Officers then swept into the park, arresting anyone who refused to leave and dismantling the camp. Tents were pulled down and flattened after police peeked inside each one with a flashlight.

Police Commander Andrew Smith said about 200 people were arrested, mostly hold-outs who defied orders to clear the area. Several were removed from trees.

Police Lieutenant Andy Neiman said before the operation that some protesters had been reported to be storing human waste at the site for unknown reasons. He later said police entering the camp encountered "a horrible stench." The grounds were strewn with collapsed tents, trash and other debris.

Police said the eviction operation involved more than 1,000 officers.

Fireworks were set off as the crowd grew steadily more raucous before police arrived. Many protesters chanted, "Move your feet, Occupy the street!"

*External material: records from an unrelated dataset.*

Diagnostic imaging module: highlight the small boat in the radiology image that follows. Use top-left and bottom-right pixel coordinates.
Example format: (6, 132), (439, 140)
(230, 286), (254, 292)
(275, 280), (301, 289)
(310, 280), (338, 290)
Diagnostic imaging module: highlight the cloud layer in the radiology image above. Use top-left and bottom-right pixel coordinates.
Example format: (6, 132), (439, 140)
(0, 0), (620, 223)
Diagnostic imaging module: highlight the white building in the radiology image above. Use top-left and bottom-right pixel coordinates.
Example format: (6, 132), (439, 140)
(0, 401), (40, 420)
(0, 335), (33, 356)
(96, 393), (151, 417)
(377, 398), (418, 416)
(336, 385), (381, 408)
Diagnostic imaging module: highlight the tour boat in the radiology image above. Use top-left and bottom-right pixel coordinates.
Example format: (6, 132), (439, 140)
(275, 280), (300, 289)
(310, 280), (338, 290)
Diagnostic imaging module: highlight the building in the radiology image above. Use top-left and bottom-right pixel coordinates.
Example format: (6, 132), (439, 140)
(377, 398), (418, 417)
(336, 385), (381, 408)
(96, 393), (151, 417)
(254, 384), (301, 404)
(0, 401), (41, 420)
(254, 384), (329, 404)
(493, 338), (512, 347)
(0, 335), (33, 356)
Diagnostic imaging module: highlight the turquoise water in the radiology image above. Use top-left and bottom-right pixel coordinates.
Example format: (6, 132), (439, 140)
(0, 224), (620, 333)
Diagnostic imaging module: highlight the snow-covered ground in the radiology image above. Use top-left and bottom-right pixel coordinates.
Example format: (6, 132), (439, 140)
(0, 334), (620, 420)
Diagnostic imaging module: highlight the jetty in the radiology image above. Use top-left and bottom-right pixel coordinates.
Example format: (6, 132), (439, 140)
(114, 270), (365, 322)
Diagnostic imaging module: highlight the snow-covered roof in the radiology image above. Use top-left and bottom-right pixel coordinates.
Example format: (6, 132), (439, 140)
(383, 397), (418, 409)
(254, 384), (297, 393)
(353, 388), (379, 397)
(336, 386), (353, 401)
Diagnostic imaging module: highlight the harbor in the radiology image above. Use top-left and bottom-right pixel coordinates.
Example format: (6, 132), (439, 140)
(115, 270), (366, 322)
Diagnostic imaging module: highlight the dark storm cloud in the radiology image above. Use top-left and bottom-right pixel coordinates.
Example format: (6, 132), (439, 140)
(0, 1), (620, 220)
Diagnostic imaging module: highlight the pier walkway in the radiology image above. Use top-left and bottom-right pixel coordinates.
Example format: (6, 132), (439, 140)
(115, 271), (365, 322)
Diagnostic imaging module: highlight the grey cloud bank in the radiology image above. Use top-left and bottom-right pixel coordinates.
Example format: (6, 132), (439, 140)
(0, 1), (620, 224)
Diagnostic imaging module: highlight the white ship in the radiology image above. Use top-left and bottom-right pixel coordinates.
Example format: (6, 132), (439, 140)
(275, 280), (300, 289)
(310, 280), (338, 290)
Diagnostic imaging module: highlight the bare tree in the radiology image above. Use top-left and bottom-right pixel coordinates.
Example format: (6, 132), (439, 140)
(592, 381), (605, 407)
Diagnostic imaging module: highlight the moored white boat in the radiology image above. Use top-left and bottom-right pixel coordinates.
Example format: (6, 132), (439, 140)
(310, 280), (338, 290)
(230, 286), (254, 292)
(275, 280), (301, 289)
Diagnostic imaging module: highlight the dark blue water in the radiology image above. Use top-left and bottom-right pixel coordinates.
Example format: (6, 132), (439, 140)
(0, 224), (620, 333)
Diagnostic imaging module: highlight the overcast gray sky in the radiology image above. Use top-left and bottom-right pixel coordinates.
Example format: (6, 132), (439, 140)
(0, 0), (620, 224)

Protester Anthony Candelaria, 21, a Los Angeles college student among the crowd gathered at City Hall, said before the raid began that he planned to "hold the fort down until they drag us out by our feet."

Shortly after the eviction began, Villaraigosa issued a statement saying the city was taking a "measured approach to enforcing the park closure."

"We have wanted to give people every opportunity to leave peacefully," he said. Visiting the site with Police Chief Charlie Beck near the end of the raid, the mayor praised officers for their "professional and restrained" conduct.

In San Francisco, Mayor Ed Lee offered anti-Wall Street activists occupying a park in the city's financial district an alternate location for their camp. The group met Tuesday night to discuss the proposed Mission District site and the mayor's list of conditions for using it. The offer included land for pitching tents and a building with restrooms.

Los Angeles Protesters had started moving onto the City Hall park on October 1 and within weeks the encampment had grown to include 500 tents and 700 to 800 full-time residents.

Their number diminished sharply after Villaraigosa announced last week that he wanted protesters to vacate the grounds by Monday or be forcibly removed.

After the eviction deadline passed, the status of the camp had remained in limbo. Attorneys for Occupy LA asked a federal judge for a court order barring police from shutting it down, arguing city officials had violated their civil rights by ordering the camp dismantled. The judge has made no ruling.

The mayor has promised to find a shelter for homeless people who had taken up residence at City Hall and were estimated to account for at least a third of the camp.